Suppose I have a simple words_to_numbers.grm that, given a spelled-out number string, will return multiple possible interpretations for it:
Input String: six twenty two
Output String: 622 <cost: 0.2>
Output String: 6 22 <cost: 0.4>
Output String: 620 2 <cost: 0.4>
What I would like is to be able to map the output tokens to the input tokens. An example would be something like this:
Output String: 622<"six twenty two"> <cost: 0.2>
Output String: 6<"six"> 22<"twenty two"> <cost: 0.4>
Output String: 620<"six twenty"> 2<"two"> <cost: 0.4>
(or just provide the character positions of each new token, or anything else that could possibly help you do the mapping at a later stage)
You can't do this post-rewrite; it's impossible to know whether "(six) (twenty two)" transduced to "6 22", or "(six twenty) two".
I don't believe this is possible to do with thraxrewrite-tester
, or just trying to add the markup in grammar rules.
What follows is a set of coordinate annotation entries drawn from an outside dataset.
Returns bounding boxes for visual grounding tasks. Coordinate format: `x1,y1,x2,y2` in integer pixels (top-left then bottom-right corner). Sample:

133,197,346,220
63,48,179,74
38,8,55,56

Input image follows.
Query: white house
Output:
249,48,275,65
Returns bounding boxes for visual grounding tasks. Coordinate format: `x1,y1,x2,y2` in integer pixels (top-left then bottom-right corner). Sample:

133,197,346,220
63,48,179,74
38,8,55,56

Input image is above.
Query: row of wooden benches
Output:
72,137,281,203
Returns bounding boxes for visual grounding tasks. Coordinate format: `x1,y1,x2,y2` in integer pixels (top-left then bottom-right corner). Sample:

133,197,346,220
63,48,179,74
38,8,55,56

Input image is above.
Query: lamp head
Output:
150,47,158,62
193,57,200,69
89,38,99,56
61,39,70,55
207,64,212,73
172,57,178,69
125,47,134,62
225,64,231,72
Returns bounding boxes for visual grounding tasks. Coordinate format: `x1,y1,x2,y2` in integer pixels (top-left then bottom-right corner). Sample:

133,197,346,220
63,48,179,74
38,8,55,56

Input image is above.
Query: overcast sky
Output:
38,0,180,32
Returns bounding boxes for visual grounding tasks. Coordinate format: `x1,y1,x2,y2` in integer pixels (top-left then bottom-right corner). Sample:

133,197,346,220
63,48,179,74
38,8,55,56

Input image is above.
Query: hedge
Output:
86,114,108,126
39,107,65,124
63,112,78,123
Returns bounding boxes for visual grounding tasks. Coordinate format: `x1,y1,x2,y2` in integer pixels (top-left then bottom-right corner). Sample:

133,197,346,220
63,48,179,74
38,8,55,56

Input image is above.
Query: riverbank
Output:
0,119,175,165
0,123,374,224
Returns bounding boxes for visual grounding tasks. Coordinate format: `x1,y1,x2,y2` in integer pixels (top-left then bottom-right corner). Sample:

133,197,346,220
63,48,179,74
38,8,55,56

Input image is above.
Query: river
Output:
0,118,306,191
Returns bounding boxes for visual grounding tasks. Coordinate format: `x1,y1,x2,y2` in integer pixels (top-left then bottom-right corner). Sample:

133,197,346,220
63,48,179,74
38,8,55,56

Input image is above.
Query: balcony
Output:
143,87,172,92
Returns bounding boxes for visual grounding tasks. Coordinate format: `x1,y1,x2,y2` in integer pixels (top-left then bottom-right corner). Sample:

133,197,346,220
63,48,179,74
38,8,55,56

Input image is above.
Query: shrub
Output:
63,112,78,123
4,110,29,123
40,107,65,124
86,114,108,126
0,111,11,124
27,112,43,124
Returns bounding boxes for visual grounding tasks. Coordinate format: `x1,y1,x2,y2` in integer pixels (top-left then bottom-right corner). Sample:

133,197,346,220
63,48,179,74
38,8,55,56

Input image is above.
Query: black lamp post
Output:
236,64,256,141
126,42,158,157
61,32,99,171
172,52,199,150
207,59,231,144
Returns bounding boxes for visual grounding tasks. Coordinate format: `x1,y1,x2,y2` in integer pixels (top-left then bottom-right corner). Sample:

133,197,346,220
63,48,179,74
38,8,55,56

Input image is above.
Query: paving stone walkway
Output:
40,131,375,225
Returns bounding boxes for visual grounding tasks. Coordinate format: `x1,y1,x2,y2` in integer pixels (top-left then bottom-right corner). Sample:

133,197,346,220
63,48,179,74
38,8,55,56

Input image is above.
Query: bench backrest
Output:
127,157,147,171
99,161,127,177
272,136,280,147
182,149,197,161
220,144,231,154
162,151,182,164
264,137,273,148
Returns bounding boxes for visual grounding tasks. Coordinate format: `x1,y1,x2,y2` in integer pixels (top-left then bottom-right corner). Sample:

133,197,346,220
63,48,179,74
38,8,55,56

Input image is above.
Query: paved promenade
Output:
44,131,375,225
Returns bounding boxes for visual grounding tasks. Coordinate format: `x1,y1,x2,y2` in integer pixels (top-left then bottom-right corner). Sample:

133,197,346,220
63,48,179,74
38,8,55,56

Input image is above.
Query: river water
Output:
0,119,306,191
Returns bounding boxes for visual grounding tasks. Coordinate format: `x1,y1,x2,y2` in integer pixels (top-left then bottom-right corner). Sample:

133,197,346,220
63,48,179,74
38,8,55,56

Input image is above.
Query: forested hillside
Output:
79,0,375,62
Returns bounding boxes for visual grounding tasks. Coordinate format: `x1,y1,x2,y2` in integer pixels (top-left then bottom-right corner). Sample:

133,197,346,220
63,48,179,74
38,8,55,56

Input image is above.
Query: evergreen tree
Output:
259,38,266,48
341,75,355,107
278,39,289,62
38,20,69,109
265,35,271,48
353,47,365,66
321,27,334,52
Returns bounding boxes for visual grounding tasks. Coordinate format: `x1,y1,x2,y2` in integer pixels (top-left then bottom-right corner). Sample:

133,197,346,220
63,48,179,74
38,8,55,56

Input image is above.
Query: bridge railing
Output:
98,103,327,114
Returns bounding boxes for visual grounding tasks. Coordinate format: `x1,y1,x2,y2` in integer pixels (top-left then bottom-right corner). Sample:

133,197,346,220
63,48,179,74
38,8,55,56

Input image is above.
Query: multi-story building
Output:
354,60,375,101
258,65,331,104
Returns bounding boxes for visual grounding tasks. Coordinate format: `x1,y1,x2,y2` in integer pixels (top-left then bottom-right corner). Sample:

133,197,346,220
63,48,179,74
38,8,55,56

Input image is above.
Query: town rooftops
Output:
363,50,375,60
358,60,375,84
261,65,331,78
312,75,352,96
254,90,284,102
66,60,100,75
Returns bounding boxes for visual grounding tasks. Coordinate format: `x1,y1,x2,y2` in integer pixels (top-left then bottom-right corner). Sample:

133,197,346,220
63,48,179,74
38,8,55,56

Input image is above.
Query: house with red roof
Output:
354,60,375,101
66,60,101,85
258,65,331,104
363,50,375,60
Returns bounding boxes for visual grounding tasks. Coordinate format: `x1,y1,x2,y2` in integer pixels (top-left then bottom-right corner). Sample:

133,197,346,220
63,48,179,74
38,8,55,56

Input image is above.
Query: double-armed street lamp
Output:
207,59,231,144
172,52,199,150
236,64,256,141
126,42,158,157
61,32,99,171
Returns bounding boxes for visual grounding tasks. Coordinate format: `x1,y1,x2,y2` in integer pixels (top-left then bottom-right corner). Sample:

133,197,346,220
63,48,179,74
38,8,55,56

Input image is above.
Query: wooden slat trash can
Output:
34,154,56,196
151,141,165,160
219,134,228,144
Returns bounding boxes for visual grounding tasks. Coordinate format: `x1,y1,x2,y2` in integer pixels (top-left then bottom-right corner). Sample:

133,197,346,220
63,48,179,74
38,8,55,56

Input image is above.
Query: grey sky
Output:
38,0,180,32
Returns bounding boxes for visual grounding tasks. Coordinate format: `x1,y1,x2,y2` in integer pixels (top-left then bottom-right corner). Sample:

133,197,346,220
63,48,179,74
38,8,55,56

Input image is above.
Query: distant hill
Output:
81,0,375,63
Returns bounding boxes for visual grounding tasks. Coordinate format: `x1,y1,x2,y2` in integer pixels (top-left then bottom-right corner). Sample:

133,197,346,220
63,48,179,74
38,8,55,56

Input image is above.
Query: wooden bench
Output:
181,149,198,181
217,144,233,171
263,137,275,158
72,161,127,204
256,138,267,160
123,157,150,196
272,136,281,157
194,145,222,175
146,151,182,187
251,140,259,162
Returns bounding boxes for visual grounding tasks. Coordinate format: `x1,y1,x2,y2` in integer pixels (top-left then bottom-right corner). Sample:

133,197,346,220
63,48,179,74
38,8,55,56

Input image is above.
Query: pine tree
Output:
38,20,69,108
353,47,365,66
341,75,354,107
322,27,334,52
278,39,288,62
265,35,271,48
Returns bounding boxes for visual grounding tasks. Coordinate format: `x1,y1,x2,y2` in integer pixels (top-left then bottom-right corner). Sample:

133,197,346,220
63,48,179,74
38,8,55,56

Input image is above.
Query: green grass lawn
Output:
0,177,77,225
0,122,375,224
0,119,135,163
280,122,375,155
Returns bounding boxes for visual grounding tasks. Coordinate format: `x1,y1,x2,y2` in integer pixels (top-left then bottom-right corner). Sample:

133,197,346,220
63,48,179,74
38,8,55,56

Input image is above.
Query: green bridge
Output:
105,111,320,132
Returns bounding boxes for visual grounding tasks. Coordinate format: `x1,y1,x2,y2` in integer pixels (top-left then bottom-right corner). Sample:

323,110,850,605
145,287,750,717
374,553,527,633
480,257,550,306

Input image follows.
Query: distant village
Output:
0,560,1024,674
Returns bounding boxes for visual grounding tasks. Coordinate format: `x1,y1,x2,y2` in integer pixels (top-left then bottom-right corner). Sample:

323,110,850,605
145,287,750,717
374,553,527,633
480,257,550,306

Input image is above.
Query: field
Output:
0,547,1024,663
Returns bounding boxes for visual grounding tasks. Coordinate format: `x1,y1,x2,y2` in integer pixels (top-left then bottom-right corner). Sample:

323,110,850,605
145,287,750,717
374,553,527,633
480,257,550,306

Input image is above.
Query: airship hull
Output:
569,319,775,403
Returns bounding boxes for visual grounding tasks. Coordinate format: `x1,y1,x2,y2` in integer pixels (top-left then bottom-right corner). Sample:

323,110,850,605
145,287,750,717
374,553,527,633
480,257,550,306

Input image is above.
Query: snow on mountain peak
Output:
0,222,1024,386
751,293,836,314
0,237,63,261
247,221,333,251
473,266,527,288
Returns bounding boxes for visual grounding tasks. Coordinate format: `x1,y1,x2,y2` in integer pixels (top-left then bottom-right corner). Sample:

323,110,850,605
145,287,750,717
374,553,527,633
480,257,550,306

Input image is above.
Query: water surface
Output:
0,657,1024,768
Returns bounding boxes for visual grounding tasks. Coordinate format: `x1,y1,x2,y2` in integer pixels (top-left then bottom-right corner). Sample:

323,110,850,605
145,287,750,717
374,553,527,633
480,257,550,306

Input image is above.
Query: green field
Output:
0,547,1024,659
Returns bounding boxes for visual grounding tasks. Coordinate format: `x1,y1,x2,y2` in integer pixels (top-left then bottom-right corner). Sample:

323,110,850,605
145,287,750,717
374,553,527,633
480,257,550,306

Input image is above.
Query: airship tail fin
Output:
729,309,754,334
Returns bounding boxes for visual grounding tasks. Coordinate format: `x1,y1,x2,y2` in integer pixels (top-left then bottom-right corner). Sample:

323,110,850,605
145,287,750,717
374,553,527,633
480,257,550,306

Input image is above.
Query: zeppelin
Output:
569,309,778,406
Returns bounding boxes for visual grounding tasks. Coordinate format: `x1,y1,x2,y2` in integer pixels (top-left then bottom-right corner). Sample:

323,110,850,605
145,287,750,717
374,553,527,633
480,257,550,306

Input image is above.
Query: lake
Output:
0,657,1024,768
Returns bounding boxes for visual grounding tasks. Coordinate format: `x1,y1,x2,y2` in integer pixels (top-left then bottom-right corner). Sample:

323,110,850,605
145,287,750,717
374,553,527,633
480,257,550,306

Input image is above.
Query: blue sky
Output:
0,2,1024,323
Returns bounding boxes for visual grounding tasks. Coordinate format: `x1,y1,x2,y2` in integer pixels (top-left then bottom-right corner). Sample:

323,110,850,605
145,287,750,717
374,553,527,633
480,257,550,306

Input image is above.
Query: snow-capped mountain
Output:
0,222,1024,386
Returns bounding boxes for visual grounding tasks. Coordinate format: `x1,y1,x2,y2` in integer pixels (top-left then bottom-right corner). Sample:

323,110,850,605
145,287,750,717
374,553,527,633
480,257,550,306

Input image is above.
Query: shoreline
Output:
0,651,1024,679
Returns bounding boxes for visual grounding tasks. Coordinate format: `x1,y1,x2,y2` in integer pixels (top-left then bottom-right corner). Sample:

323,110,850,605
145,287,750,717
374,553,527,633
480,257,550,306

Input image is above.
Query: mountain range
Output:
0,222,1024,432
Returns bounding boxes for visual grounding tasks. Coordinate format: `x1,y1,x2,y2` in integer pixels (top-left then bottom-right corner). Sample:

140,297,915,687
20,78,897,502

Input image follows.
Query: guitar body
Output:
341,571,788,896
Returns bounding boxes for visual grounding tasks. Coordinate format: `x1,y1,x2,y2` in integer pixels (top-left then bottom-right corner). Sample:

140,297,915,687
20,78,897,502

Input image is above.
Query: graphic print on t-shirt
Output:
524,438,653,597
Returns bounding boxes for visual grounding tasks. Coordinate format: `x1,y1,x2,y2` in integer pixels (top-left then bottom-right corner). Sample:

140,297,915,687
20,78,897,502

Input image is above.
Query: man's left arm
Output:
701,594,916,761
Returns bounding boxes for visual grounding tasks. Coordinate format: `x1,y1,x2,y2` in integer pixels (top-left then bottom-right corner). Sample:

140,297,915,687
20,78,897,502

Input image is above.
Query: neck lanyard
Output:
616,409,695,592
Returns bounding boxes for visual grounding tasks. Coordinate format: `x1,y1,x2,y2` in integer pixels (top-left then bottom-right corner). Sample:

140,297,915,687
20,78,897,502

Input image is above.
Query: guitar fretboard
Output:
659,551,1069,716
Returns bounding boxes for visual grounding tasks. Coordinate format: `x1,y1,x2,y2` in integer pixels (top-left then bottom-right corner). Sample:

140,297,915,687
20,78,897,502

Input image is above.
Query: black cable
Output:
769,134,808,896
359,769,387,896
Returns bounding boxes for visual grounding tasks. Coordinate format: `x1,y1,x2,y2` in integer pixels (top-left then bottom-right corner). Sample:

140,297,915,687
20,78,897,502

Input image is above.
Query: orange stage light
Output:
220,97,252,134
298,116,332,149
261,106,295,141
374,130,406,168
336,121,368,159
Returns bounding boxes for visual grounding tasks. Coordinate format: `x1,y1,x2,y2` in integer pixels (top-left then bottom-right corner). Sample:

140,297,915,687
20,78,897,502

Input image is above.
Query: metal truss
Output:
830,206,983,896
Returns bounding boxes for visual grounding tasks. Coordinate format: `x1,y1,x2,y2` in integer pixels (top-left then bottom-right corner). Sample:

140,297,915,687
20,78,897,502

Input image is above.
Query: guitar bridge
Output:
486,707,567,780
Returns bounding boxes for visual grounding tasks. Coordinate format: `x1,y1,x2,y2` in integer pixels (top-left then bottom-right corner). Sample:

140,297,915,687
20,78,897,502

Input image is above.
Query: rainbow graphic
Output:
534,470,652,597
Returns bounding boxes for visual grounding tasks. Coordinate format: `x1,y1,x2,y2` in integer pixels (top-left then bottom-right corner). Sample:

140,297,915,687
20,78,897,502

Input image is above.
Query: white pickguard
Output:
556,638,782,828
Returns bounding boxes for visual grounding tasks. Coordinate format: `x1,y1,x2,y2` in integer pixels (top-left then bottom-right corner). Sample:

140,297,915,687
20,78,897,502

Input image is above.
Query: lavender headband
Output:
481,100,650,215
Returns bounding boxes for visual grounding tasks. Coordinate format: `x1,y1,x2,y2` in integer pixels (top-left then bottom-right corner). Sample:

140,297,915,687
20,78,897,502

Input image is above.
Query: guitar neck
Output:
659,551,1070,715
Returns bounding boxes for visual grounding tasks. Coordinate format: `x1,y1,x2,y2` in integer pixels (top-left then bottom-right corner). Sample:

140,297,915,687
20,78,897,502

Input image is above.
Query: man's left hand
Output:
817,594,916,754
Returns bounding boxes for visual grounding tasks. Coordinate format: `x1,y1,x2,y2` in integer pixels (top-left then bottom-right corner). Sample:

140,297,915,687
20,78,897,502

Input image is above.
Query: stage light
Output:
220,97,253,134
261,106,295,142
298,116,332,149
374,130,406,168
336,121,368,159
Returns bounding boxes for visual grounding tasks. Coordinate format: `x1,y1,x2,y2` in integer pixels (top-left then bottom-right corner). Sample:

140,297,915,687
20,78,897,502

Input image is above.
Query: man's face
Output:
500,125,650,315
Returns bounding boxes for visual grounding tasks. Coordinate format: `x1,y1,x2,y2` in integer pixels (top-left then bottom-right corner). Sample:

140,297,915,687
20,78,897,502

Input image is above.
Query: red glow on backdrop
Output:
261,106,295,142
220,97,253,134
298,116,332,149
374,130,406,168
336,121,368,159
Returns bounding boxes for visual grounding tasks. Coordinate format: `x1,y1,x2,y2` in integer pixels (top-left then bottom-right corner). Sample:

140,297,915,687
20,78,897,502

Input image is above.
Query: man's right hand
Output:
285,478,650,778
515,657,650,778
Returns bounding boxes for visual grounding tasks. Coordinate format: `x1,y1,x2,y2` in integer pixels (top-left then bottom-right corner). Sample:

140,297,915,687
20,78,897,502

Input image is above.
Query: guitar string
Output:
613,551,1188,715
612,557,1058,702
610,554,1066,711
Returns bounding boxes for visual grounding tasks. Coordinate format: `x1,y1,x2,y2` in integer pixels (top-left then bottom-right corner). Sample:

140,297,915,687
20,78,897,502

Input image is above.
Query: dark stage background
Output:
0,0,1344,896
I've also looked at both thrax and open-fst code and tried to see what it takes to carry over the input states forward through rewrites but haven't had any success yet.
The grammars I'm working on are much more complicated than this example (400k nodes and millions of arcs for a very sophisticated NLU module) and being able to provide some sort of mapping between input and output is essential to be able to integrate thrax into the rest of the application.
Thank you very much for this incredibly useful tool, and any help or hints are greatly appreciated!